College of Biotechnology and Pharmaceutical Engineering, Nanjing Tech University, 30 South Puzhu Road, Jiangbei New District, Nanjing 211816, China.
Int J Mol Sci. 2024 Aug 22;25(16):9114. doi: 10.3390/ijms25169114.
The relationship between amino acid mutations and enzyme bioactivity is a significant challenge in modern bio-industrial applications. Despite many successful designs relying on complex correlations among mutations at different enzyme sites, the underlying mechanisms of these correlations still need to be explored. In this study, we introduced a revised version of the residual-contact network clique model to investigate the additive effect of double mutations based on the mutation occurrence topology, secondary structures, and physicochemical properties. The model was applied to a set of 182 double mutations reported in three extensively studied enzymes, and it successfully identified over 90% of additive double mutations and a majority of non-additive double mutations. The calculations revealed that the mutation additivity depends intensely on the studied mutation sites' topology and physicochemical properties. For example, double mutations on irregular secondary structure regions tend to be non-additive. Our method provides valuable tools for facilitating enzyme design and optimization. The code and relevant data are available at Github.

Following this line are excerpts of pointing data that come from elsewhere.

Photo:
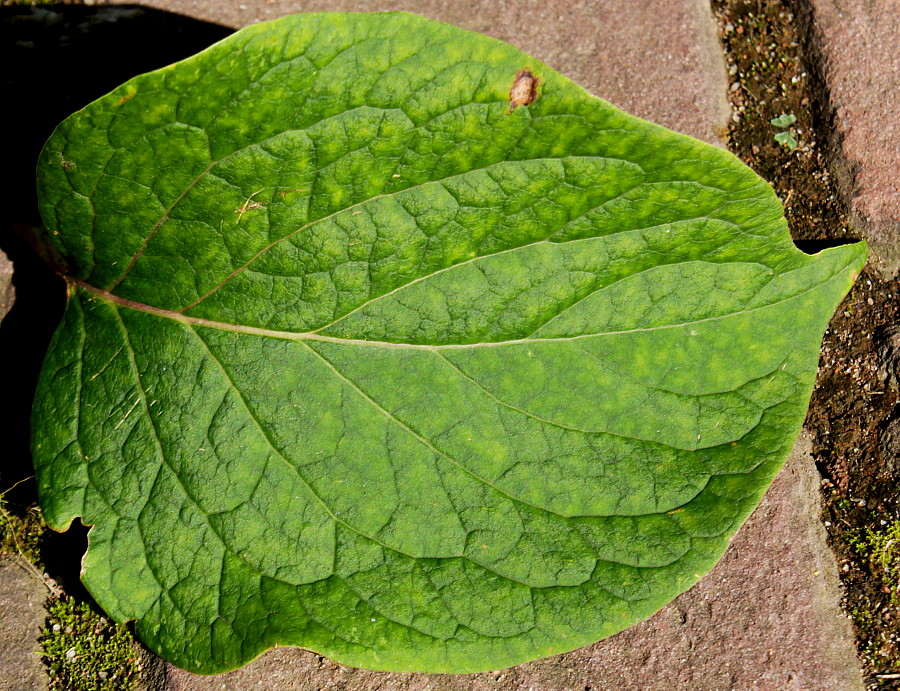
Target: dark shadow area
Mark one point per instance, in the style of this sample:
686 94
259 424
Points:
816 246
56 59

氨基酸突变与酶生物活性之间的关系是现代生物工业应用中的一个重大挑战。尽管许多成功的设计依赖于不同酶位点突变之间的复杂相关性,但这些相关性的潜在机制仍需要探索。在这项研究中,我们引入了改进后的残差接触网络团簇模型,基于突变发生拓扑、二级结构和物理化学性质来研究双突变的加性效应。该模型应用于三组广泛研究的酶中报告的 182 个双突变集,成功识别了超过 90%的加性双突变和大多数非加性双突变。计算结果表明,突变的加性强烈依赖于所研究的突变位点的拓扑和物理化学性质。例如,不规则二级结构区域的双突变往往是非加性的。我们的方法为促进酶设计和优化提供了有价值的工具。代码和相关数据可在 Github 上获得。